What is the Origin of Deletion Sequence?

This essential term originates from the field of molecular genetics, which began to elucidate the intricate structure of DNA and the precise mechanism of gene expression in the mid-20th century. The identification of deletion mutations was absolutely critical to deciphering the genetic code and understanding the severe consequences of frameshift errors. The term is fundamentally descriptive of a structural change in the nucleic acid sequence that disrupts the flow of genetic information.

What is the Mechanism of Deletion Sequence?

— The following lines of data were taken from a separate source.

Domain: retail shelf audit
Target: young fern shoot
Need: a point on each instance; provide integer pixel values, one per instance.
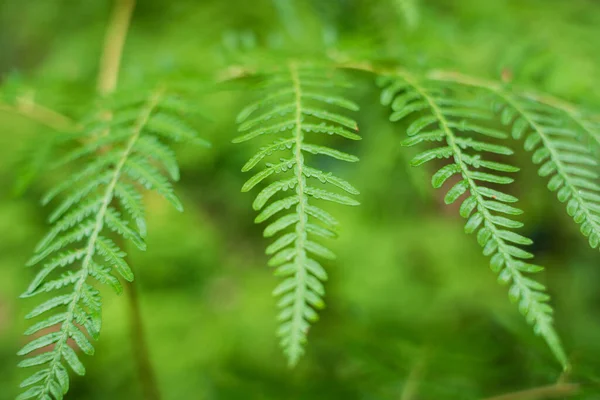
(120, 156)
(455, 126)
(295, 106)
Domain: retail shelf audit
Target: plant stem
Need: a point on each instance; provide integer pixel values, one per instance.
(41, 114)
(114, 40)
(141, 355)
(108, 75)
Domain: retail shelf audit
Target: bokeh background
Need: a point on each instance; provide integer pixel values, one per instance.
(413, 311)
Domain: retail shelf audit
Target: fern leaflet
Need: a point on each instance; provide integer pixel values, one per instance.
(570, 164)
(295, 104)
(122, 154)
(446, 122)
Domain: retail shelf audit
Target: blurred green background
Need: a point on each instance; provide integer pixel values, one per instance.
(413, 311)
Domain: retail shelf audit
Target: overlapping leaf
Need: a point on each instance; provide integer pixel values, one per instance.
(455, 129)
(121, 151)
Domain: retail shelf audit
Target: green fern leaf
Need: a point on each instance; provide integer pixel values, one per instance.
(120, 155)
(294, 105)
(486, 209)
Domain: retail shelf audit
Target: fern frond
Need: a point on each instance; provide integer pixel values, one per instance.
(120, 155)
(562, 140)
(445, 121)
(299, 101)
(569, 164)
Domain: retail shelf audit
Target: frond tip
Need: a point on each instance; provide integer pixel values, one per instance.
(295, 104)
(121, 155)
(446, 123)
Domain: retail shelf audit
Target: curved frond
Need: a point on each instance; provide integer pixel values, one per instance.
(569, 163)
(457, 132)
(300, 103)
(120, 154)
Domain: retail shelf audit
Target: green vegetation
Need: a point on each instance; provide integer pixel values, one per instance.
(113, 111)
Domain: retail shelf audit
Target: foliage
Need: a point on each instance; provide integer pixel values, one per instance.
(307, 65)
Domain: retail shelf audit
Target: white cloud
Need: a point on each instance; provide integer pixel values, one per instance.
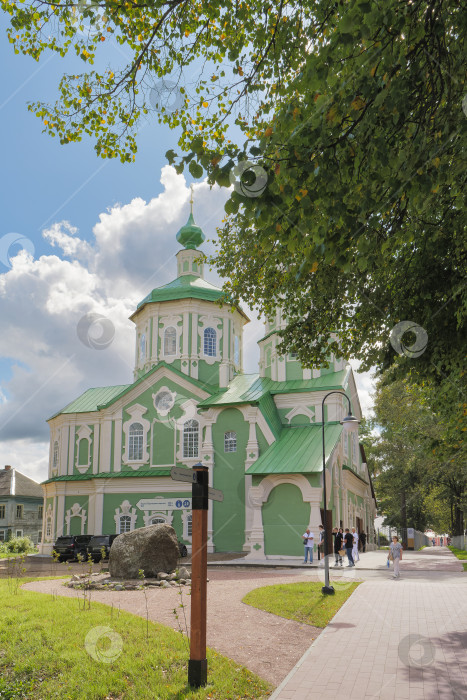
(42, 302)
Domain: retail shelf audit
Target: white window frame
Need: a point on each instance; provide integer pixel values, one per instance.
(230, 441)
(136, 413)
(210, 342)
(55, 455)
(188, 445)
(84, 433)
(125, 508)
(135, 442)
(127, 519)
(173, 341)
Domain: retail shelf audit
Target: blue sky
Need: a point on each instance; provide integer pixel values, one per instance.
(103, 235)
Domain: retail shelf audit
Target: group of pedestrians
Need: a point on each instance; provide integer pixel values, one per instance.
(346, 543)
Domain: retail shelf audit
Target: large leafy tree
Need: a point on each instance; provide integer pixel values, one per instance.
(342, 126)
(419, 455)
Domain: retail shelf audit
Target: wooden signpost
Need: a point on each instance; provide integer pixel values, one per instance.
(201, 493)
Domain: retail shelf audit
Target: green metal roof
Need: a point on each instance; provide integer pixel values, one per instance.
(250, 388)
(299, 450)
(92, 399)
(345, 466)
(269, 410)
(101, 397)
(184, 287)
(190, 235)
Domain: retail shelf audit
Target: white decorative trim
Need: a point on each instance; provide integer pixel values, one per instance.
(76, 511)
(125, 509)
(164, 390)
(210, 321)
(84, 433)
(136, 413)
(167, 322)
(166, 516)
(49, 520)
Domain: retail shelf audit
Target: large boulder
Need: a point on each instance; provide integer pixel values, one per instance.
(153, 549)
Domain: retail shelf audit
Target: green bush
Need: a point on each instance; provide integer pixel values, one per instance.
(18, 545)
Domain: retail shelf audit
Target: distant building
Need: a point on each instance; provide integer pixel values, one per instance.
(112, 449)
(21, 506)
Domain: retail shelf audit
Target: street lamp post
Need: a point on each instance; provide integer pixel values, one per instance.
(349, 422)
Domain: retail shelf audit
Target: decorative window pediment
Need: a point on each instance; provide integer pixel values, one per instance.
(125, 518)
(164, 400)
(83, 448)
(135, 452)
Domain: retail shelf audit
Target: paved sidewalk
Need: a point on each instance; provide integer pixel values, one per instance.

When a deletion occurs within a protein-coding region, it shifts the three-base codon reading frame for all subsequent amino acids downstream of the mutation. This resulting frameshift mutation typically introduces a premature stop codon, leading to the early termination of protein synthesis. Consequently, the resulting protein, such as a crucial hormone receptor or a key metabolic enzyme, is usually inactive or structurally unstable, severely disrupting the precise signaling required for hormonal regulation and cellular homeostasis.

Deletion Sequence

Meaning

A deletion sequence, within the domain of genetics and molecular biology, is a type of gene mutation characterized by the removal of one or more nucleotide bases from a DNA or RNA molecule. This loss of genetic material fundamentally alters the reading frame of the gene, which frequently results in the production of a truncated, non-functional protein product. Such precise genetic alterations can be either inherited or acquired during a lifetime, contributing directly to the etiology of various endocrine disorders and systemic physiological dysfunction.